A top priority is bringing about the recovery from the most serious global economic crisis in generations and assuring balanced and sustained global growth once recovery has taken hold. When the current crisis struck, the U.S. and China acted quickly to support economic activity and to create jobs.

"Recognizing that cooperation between China and the United States will remain vital not only to the well being of our two nations but also the health of the global economy, we agreed to undertake policies to bring about sustainable, balanced global growth once economic recovery is firmly in place," said U.S. Secretary of Treasury Timothy Geithner following the meetings.

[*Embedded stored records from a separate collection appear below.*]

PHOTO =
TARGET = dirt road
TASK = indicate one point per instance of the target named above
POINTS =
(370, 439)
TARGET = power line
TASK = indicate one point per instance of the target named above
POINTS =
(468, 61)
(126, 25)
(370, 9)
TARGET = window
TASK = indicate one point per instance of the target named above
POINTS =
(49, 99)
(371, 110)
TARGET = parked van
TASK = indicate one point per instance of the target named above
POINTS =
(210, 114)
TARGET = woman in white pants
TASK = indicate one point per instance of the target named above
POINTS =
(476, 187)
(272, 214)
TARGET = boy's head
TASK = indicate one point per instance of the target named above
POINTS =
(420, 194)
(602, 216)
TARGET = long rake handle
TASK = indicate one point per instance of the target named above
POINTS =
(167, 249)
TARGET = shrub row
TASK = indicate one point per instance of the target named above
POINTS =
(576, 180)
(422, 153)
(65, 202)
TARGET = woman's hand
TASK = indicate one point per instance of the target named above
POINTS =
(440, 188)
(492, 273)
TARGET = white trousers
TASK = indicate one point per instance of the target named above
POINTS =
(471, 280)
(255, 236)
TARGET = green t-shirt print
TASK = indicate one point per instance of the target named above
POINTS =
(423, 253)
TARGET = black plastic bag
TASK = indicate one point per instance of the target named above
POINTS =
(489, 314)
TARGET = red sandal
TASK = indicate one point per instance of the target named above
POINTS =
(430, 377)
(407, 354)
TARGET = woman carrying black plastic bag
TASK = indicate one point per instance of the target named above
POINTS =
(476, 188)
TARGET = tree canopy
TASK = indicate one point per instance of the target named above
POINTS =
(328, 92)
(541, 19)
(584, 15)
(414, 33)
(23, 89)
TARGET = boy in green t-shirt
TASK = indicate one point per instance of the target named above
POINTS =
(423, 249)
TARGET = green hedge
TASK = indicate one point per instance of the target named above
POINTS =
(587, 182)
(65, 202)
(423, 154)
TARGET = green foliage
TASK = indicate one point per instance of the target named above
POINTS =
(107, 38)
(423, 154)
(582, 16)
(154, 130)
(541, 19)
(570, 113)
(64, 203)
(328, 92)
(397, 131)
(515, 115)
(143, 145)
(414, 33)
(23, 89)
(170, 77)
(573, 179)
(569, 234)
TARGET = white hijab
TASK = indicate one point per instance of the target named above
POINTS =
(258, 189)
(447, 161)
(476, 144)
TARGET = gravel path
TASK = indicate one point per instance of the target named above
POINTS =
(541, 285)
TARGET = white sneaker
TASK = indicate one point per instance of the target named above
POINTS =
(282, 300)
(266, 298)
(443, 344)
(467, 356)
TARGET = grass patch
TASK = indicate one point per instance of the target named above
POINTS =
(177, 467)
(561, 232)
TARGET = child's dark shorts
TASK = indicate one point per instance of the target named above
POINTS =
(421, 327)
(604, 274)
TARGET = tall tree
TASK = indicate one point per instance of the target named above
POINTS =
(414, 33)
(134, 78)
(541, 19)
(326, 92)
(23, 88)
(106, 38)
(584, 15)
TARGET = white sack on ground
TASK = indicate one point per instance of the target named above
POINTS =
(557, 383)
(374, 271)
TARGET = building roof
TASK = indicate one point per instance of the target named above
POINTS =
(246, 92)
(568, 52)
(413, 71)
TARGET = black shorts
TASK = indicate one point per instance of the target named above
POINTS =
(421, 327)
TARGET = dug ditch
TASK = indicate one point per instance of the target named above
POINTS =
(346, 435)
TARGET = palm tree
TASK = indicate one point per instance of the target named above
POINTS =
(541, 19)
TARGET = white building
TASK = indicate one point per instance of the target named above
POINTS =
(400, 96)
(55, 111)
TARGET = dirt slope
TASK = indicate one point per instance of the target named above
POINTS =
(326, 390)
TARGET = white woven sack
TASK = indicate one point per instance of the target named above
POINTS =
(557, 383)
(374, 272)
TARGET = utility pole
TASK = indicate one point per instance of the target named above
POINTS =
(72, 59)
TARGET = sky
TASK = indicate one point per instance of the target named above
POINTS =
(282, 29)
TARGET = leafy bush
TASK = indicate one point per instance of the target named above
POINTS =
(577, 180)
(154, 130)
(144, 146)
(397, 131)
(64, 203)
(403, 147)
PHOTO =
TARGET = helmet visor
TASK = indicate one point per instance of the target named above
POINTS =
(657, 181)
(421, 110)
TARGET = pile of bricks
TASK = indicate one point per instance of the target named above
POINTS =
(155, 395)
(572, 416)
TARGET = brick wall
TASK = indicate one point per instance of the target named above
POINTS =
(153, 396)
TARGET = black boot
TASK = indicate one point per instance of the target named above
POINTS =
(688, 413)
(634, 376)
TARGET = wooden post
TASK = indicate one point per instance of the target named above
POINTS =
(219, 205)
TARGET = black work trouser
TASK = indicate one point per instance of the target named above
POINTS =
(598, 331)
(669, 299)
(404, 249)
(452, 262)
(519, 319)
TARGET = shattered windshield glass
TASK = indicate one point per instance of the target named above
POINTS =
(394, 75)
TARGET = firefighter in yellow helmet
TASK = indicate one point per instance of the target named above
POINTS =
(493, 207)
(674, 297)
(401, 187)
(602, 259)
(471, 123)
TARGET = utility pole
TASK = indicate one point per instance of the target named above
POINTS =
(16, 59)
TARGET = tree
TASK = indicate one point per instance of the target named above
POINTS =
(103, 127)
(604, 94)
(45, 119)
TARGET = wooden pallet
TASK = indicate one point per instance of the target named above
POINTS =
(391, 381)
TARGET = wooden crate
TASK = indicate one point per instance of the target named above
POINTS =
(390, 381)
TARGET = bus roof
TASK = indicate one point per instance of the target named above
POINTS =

Americans need to rebuild their savings. The U.S. must strengthen its financial system and invest in energy, education, and healthcare in order to increase productivity and prosperity. China, too, needs to continue to reform its financial sector and promote development. China needs to spur domestic demand and make its economy less reliant on exports. Raising personal incomes and strengthening the social safety net would help to address the reasons why Chinese feel compelled to save so much and would provide a powerful boost to Chinese domestic demand and global growth.

The U.S. and China need to avoid the temptation to close off their respective markets to trade and investment. Both countries must work to create new opportunities for American and Chinese workers and companies to compete equally.

Other important issues discussed included climate change, energy, and the environment. Both countries need to reduce greenhouse gas emissions, while promoting economic recovery, and sustainable development. The U.S. and China are also seeking complimentary approaches to security challenges such as those posed by North Korea, Afghanistan, and Pakistan.